Third-Party AI Policy
Most agentic deployments rely on third-party components at multiple layers: a foundation model from a hyperscaler or frontier lab, an orchestration framework from an open-source project or commercial vendor, and various tool integrations that reach into external services. Each of these introduces a supply-chain risk that a third-party AI policy must address. The policy should require a minimum security baseline for any AI component integrated into a production agent — covering at minimum: data processing agreements, incident notification timelines, model change notification, and access to evaluation documentation sufficient to meet the organization's MRM requirements.
The emergence of the Model Context Protocol and similar standards is changing the third-party AI landscape: tool integrations that once required bespoke development can now be sourced from a growing ecosystem of pre-built MCP servers. This lowers integration cost dramatically, but it also means that the policy must address a new class of third-party component — the MCP server — whose security properties and data handling practices vary enormously. A third-party AI policy that was written before MCP existed will almost certainly need to be updated.
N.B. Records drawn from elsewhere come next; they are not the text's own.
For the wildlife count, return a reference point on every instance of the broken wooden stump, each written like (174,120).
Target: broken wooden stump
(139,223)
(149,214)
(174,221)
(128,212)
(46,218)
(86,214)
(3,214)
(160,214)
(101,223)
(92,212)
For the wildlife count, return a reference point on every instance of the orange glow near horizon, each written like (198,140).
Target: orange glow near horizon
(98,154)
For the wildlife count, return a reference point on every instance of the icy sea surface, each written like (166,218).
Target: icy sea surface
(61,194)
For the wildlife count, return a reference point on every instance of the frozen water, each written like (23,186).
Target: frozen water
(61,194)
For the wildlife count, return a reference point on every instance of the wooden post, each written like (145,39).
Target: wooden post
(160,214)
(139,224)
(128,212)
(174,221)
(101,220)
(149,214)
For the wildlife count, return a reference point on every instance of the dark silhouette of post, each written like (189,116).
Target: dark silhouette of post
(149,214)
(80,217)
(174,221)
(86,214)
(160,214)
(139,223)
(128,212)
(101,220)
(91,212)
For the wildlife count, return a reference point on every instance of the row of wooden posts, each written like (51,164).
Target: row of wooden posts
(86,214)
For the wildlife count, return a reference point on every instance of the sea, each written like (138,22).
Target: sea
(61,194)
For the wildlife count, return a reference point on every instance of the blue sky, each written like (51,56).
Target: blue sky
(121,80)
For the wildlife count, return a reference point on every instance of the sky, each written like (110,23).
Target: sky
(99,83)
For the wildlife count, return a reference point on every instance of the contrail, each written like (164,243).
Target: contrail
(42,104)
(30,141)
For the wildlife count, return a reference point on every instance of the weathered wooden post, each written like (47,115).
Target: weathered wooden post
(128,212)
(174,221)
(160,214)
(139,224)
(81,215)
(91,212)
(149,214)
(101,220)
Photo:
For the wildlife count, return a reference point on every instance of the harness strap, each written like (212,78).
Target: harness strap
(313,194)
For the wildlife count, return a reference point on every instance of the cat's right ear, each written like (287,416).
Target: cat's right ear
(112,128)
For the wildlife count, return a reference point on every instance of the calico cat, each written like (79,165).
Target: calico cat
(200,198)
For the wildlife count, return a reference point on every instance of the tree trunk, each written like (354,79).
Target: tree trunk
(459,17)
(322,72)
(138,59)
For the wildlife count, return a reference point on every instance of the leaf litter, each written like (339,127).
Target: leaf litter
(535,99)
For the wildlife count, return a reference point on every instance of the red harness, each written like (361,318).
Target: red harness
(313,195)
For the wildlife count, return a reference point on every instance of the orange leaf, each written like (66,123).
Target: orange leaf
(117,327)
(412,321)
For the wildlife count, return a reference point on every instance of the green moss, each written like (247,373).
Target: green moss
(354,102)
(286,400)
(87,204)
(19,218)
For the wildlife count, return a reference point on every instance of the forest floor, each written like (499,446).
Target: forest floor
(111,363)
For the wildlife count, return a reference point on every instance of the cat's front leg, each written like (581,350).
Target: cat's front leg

Incident Response for Agents
The incident response plan for an agentic system shares the general structure of a cybersecurity incident response plan — detect, contain, eradicate, recover, post-incident review — but requires agent-specific playbooks for the failure modes that are unique to autonomous systems. Three of these are particularly important. First, the runaway loop: an agent enters a state where it repeatedly calls a tool or produces a sequence of actions that is not converging. The playbook must include a mechanism for hard-stopping the agent without losing the state needed for post-incident analysis. Second, the unauthorized data exfiltration: an agent passes data to an unintended destination, either through a misconfigured tool or through a prompt injection attack. The playbook must specify who is notified, in what timeframe, and what forensic preservation steps are required. Third, the model substitution: a model provider silently updates the underlying model, and the agent's behavior changes in ways that violate its decision authority matrix. The playbook must specify how behavioral regression testing is triggered and what the threshold is for rolling back to a prior model version.